We're all very passionate about economics on a large scale and wanted to build something that would be useful. We were inspired by the Housing Crisis of 07-08 since it affected a lot of people not only in the US but worldwide, including and especially our own countries. Being International Students at Brown, this is a problem that we very much are a part of. We believe that such mistakes would not happen if there were computers involved because they are not affected by emotions.
What it does
We built an ML model that allows us to predict a house's price given certain parameters, such as land_valule, tax_amt, condition, and so on.
How we built it
We used sqlite3 to clean the data and then convert it into a SQL database, which we then read into a Pandas DF. We then used Time Series Analysis with SARIMAX to make this time-invariant. It was then trained using XGBoost to give the final mode.
Challenges we ran into
The data was not the most organized.

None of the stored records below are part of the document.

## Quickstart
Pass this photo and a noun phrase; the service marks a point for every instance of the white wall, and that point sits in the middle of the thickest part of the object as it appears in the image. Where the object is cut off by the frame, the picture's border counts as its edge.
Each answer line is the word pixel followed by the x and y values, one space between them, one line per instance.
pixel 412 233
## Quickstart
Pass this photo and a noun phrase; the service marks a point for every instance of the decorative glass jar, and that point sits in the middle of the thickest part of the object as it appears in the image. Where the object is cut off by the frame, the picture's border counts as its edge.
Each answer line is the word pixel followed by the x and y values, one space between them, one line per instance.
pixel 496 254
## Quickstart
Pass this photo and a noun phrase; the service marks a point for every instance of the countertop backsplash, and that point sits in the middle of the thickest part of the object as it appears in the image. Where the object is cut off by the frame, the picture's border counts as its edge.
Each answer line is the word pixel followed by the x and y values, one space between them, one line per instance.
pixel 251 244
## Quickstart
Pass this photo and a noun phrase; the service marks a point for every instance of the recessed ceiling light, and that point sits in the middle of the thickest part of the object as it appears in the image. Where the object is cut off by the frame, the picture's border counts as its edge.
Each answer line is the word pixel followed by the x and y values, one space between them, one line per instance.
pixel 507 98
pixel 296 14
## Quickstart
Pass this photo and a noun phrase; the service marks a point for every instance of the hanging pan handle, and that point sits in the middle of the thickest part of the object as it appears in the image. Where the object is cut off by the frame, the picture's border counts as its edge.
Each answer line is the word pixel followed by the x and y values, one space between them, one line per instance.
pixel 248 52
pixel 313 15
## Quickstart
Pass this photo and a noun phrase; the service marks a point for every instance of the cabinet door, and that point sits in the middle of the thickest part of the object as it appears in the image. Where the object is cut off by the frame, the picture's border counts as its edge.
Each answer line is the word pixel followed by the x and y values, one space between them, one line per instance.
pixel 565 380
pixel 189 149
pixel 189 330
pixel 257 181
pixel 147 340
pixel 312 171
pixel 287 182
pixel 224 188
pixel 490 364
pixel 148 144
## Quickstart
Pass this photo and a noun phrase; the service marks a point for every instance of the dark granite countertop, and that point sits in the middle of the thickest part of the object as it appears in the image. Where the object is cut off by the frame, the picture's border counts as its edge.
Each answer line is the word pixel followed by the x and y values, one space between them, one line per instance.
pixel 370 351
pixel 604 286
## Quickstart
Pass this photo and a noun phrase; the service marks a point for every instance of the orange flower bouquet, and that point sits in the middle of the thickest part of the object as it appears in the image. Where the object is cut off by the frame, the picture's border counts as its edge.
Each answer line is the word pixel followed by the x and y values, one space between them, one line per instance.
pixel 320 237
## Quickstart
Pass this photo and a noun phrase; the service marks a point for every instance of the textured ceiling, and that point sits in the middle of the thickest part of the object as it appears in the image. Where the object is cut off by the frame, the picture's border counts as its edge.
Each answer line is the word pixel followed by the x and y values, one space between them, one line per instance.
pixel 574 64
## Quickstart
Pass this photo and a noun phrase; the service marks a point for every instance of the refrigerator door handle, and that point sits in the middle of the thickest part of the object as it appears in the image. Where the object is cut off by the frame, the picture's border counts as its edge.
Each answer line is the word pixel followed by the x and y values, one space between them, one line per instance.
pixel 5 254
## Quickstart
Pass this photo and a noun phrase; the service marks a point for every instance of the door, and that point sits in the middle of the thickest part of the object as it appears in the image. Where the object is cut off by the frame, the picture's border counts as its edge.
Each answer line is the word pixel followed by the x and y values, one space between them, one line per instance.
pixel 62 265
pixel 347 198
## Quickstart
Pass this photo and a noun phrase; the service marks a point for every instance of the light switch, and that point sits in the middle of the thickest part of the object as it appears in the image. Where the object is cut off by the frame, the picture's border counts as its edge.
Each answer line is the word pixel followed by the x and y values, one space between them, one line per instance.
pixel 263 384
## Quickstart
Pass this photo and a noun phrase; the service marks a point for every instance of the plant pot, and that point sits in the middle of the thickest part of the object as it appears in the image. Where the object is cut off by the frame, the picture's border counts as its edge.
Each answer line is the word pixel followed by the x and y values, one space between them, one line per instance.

We found many issues with bad and invalid values. We had to scratch more than half the data because of this. Along with that, none of us have proper ML experience, so it was very tough to 1) choose the right model 2) actually do it. We first used OLS because that is what we understood best but then suggested to XGBoost because of suggestions we found online. It was very tough to get the accuracy high up, again partly because of the bad data.
Accomplishments that we're proud of
We got 78% accuracy! Much higher than we expected initially, given our serious lack of experience. Learned a lot about data cleaning and coming up with ways to choose the best factors. We split the work very evenly amongst us, and that was very beneficial.
What we learned
How to use XGBoost and OLS on data. Splitting up training and testing data. Teamwork. How to make Time Series stationary. Data cleaning.
What's next for Estatimation
We plan to increase accuracy by normalizing the data, and getting more of it! We also think that fine-tuning the parameters more would help.